It's important to distinguish between the BLM network, co-founded by Patrisse Khan-Cullors, Alicia Garza, and Opal Tometi, and the BLM movement, which is a far less well-defined collection of anti-racism groups and individuals. The New Yorker describes the latter as "eschewing hierarchy and centralized leadership".
The BLM movement has a very loose organizational structure. According to the BLM network website, there are currently 16 BLM chapters, 13 in the USA and 3 in Canada, however, clearly this is not the whole story as BLM protests and activists have present all over the world. These chapters are subject to some sort of central regulation, although the quote below gives a different figure for the number of chapters.
There are now more than thirty Black Lives Matter chapters in the
United States, and one in Toronto. They vary in structure and
emphasis, and operate with a great deal of latitude, particularly when
it comes to choosing what “actions” to stage. But prospective chapters
must submit to a rigorous assessment, by a coördinator, of the kinds
of activism that members have previously engaged in, and they must
commit to the organization’s guiding principles. These are laid out in
a thirteen-point statement written by the women and Darnell Moore,
which calls for, in part, an ideal of unapologetic blackness. “In
affirming that black lives matter, we need not qualify our position,”
the statement reads.
In an interview with InTheseTimes, Garza summed up the membership & organizational structure of BLM, and how the network relates to the movement:
Folks use BLM because it gives them a platform. At the Black Lives
Matter Network, we aren’t concerned with policing who is and who isn’t
part of the movement. If someone says they are part of the BLM
movement, that’s true—if they’re working to make sure that Black lives
do matter. But we don’t control the movement.
This sentiment was echoed by Cullors in an interview with USA Today:
What sets Black Lives Matter apart from other social justice groups,
however, is its decentralized approach and reliance almost solely on
local, rather than national, leadership. Cullors said organizing is
often spontaneous and not directed by one person or group of people.
“We don’t get (people) onto the streets, they get themselves onto the
street,” she said.
To give an illustrative example; the recent 15,000 strong protests in Nashville were organized by 6 girls aged 14-16 on Twitter.
As far as funding is concerned, this is also hard to pin down, as it comes both in the form of donations directly to the BLM network, as well as to the network of anti-racism groups that contribute to the movement as a whole.

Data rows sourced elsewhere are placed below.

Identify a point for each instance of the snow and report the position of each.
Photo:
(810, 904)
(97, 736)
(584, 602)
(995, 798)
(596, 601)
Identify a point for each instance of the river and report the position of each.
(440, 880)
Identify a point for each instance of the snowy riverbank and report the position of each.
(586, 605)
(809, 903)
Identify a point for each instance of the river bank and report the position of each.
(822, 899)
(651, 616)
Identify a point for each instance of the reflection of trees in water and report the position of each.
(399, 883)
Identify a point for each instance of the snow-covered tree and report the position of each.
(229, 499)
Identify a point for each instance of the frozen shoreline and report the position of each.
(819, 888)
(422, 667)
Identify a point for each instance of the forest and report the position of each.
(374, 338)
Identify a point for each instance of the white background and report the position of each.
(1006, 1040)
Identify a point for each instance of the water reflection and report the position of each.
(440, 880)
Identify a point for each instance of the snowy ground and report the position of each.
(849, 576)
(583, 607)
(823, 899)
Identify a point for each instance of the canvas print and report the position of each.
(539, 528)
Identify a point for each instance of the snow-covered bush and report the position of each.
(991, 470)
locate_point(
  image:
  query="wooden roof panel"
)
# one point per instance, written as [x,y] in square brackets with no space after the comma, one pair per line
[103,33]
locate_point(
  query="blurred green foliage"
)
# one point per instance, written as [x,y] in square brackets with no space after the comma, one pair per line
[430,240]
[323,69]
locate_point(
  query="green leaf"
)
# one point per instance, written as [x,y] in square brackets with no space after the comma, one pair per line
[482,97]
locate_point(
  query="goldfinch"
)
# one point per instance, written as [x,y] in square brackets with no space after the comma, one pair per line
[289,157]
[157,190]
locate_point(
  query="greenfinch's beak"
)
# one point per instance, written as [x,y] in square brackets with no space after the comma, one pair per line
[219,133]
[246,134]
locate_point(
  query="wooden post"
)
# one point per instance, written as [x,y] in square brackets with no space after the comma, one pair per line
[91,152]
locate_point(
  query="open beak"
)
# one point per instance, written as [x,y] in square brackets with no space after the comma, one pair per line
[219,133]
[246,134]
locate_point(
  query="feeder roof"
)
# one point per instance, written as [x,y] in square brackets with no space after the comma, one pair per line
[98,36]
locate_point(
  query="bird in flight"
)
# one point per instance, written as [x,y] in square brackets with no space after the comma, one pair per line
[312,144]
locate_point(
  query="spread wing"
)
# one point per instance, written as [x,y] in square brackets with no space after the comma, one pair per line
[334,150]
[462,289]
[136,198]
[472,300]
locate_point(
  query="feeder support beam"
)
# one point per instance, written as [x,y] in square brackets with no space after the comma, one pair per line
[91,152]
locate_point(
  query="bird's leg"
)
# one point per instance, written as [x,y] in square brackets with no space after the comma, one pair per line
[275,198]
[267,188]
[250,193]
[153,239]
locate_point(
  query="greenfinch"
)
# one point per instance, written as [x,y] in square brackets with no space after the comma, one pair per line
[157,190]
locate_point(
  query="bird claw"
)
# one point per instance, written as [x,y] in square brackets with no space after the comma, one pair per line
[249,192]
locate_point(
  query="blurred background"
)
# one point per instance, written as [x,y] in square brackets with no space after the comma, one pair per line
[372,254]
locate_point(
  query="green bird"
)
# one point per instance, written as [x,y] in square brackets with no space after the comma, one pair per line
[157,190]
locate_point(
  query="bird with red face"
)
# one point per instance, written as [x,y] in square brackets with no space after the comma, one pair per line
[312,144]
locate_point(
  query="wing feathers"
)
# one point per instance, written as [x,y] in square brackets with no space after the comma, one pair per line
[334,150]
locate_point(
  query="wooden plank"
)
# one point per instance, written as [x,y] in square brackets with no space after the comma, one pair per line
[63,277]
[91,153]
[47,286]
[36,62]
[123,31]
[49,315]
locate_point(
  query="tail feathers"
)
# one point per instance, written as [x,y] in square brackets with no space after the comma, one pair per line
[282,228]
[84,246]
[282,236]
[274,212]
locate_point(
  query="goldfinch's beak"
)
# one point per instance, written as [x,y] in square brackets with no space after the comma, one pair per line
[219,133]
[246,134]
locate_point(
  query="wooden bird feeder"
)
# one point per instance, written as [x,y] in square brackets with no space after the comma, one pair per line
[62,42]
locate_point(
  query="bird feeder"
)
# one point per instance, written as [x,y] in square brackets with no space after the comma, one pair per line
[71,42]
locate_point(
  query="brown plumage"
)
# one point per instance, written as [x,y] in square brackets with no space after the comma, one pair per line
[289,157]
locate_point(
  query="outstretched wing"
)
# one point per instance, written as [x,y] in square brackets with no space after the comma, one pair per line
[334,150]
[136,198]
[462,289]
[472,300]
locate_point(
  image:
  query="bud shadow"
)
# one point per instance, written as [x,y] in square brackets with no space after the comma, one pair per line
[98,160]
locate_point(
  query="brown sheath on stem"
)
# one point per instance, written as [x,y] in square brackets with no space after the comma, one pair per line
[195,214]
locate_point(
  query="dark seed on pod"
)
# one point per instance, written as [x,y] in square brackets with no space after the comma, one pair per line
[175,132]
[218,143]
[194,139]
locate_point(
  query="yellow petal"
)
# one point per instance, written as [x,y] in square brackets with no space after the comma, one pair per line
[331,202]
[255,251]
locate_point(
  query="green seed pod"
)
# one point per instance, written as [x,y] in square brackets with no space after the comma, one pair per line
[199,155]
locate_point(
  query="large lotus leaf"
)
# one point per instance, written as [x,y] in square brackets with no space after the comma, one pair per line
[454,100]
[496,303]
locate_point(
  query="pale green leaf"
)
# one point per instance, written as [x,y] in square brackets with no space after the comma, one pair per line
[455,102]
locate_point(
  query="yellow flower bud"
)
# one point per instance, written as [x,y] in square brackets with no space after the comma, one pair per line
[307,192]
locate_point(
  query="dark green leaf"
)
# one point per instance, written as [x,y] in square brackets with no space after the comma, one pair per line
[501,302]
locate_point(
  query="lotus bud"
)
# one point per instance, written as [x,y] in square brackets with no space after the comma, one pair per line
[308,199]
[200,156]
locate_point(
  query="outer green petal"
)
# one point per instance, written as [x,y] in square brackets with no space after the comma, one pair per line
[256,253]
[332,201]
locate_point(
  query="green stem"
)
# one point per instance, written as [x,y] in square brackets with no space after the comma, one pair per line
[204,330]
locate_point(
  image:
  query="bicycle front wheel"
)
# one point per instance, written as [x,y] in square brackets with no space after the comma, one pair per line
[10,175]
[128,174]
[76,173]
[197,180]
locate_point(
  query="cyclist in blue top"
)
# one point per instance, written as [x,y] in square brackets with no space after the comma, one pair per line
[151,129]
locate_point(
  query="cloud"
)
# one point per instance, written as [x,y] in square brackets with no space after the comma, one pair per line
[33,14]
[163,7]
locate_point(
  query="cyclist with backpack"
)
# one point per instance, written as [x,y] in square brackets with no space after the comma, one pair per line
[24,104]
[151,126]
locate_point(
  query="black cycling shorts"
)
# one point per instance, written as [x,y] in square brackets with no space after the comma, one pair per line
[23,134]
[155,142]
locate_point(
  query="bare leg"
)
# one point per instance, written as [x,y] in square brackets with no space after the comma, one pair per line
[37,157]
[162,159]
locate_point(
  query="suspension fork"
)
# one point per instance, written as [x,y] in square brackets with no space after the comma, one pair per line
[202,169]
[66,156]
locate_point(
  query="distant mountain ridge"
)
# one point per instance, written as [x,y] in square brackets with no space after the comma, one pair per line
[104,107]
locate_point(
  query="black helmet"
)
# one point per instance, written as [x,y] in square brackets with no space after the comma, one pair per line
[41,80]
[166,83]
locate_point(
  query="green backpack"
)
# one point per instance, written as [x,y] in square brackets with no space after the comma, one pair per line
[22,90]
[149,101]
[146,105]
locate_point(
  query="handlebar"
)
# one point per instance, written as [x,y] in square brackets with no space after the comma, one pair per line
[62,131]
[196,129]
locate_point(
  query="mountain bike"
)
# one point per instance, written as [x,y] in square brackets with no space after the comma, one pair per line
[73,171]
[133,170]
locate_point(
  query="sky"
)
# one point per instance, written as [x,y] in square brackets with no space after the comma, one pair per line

For example, the Washington Times reported in 2016 that the movement was "increasingly awash in cash, raking in pledges of more than $100 million from liberal foundations", these being the Ford Foundation, Borealis Philanthropy, George Soros' Open Society Foundations, and the Center for American Progress. Note that these donations didn't go directly towards the BLM network, but instead to funding vehicles such as the Black-Led Movement Fund.
Politico reported in 2015 that "some of the biggest donors on the left" in the Democracy Alliance were being lobbied to help fund the movement, again through decentralized groups rather than the BLM network:
The DA, as the club is known in Democratic circles, is recommending
its donors step up check writing to a handful of endorsed groups that
have supported the Black Lives Matter movement. And the club and some
of its members also are considering ways to funnel support directly to
scrappier local groups that have utilized confrontational tactics to
inject their grievances into the political debate.
Some of the groups mentioned are Black Youth Project 100, The Center for Popular Democracy and the Black Civic Engagement Fund.